It’s no exaggeration to say that we live our lives online. We’ve come a long way from the early days of the Internet when we used it to research high school book reports and email. These days, you can shop for clothes, buy your groceries, become an influencer with millions of followers on social media, or watch a live event with billions around the world.
We’ve learned and grown with the Internet, but it is learning too, about us.
Every site you visit online has cookies that collect information about you. The last ten years have been filled with frightening reports of data breaches at companies we give our banking information to. We also cannot forget scandals like Cambridge Analytica, which was an eye opening demonstration of the potential for misuse of data collected about us online.
Is Big Brother a reality of modern life that we just have to accept? While you may not be able to completely eliminate all forms of data collection, there are ways you can protect yourself and limit the reach of collection tools.
1. Consider switching search engines and browsers
Google has become such an unavoidable part of our lives it’s joined the English Language as a verb, complete with a dictionary definition. You can now be “googled” or searched. As much as we like the search engine and browser, the fact is Google is one of the biggest collectors of data online. Google records every single search item and site you visit. Moreover, information about your online activity is surprisingly detailed and stretches back over several years.
You can have this information deleted. You can also prevent it from being collected in the first place. Use alternative search engines that do not keep records. DuckDuckGo, Startpage, Qwant are privacy first search engines that offer varying degrees of freedom from tracking and collection. For alternative browsing, try Microsoft Edge or Safari.
2. Get an ad blocker
Most people see online ads as a necessary, if annoying, tradeoff we engage in for the content we love on the Internet. They can also be quite harmful. What most of us don’t know is that these ads are connected by a vast web of servers that allow you to be tracked once you click on them.
This is one way information is “stolen” from you through ads, as a profile of your interests, age, location among other things is built based on the ads you view.
The other is through the inclusion of malware and spyware on ad links. You can click on an ad and find yourself directed to a seemingly legitimate product website that prompts you to enter your financial information, only to have the data stolen and used by hackers.
An ad blocker will significantly limit the number of these “ads” you’ll be exposed to.
3. Install anti virus
To use your personal computer on the Internet without having anti-virus software installed on it is asking for trouble.
Viruses being released today are capable of causing far more damage to your machine and irrecoverable loss than any other time in the Internet’s history. Beyond that, the average user is dealing with sophisticated spyware and malware, software designed to spy and track on the user or cause the computer to behave in ways that are detrimental to it and the user.
Ransomware crimes have also become a significant problem. This is where the data on your device is encrypted and is not released back to you until the money is paid to the attacker. Having a backup of your data would help if this happens to you.

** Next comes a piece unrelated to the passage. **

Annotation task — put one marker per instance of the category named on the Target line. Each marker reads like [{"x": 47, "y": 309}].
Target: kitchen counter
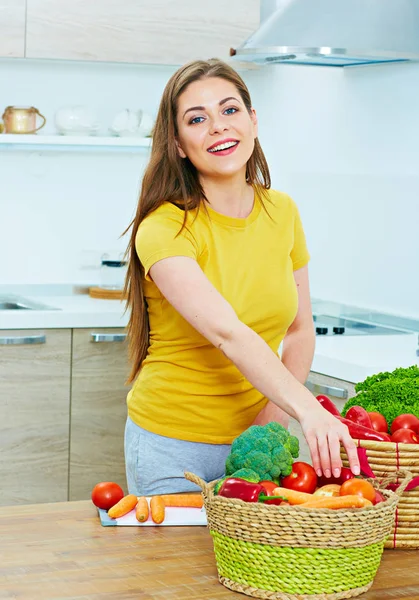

Backing up your data to the cloud is one method available to you. Therefore, it’s highly important to learn what is cloud security to find out how you can add an extra layer of security when you go online. You can never be too prepared or too protected online these days.
4. Take precautions when using public Wi-Fi
This one is for users of public wifi networks. In these quarantine times, it is especially good to get out and into the open, so you might take your laptop down to the local coffee shop. What you may not know is that your data can be stolen over these public networks. To stop this, you can install a VPN or Virtual Private Network.
This allows you to hide your IP address and block ads, which reduces the number of ways you can be tracked.
5. Use unique passwords for every online account
Having the same password for your online accounts may be convenient and easy to remember but it’s also dangerous. If hackers gain access to one of your accounts and try your password at the others, there are likely to be other security breaches. Consider getting a password manager, which will store all of your passwords.
6. Use two-factor authentication
This is another security measure that can add an extra layer of protection when you are online. Typically, two-factor authentication asks for a code, sent to a device only you have access to, along with a password. This way, even if someone steals your password, they can’t get into your accounts, as they don’t possess the code.
7. Password protect your phone
We tend to forget to password protect our phone, even though we are on it more often than our laptop or desktop throughout the day. This is like leaving your wallet on a public bus filled with cash. Think of someone having access to all of your contacts, your photos, your DMs, your social media accounts, all with the swipe of a finger.
Use the option to set up a password that comes with your phone, or take advantage of several security apps that do this as well.
8. Clear cache
Your browser knows you much better than you would like to think. Unfortunately, it can also help people looking to steal information about your buying habits or financial details because it stores so much information about what you do online. Clear your browser’s cache regularly to prevent this.
You won’t be able to completely eliminate online data threats, but you can significantly reduce them by taking these steps.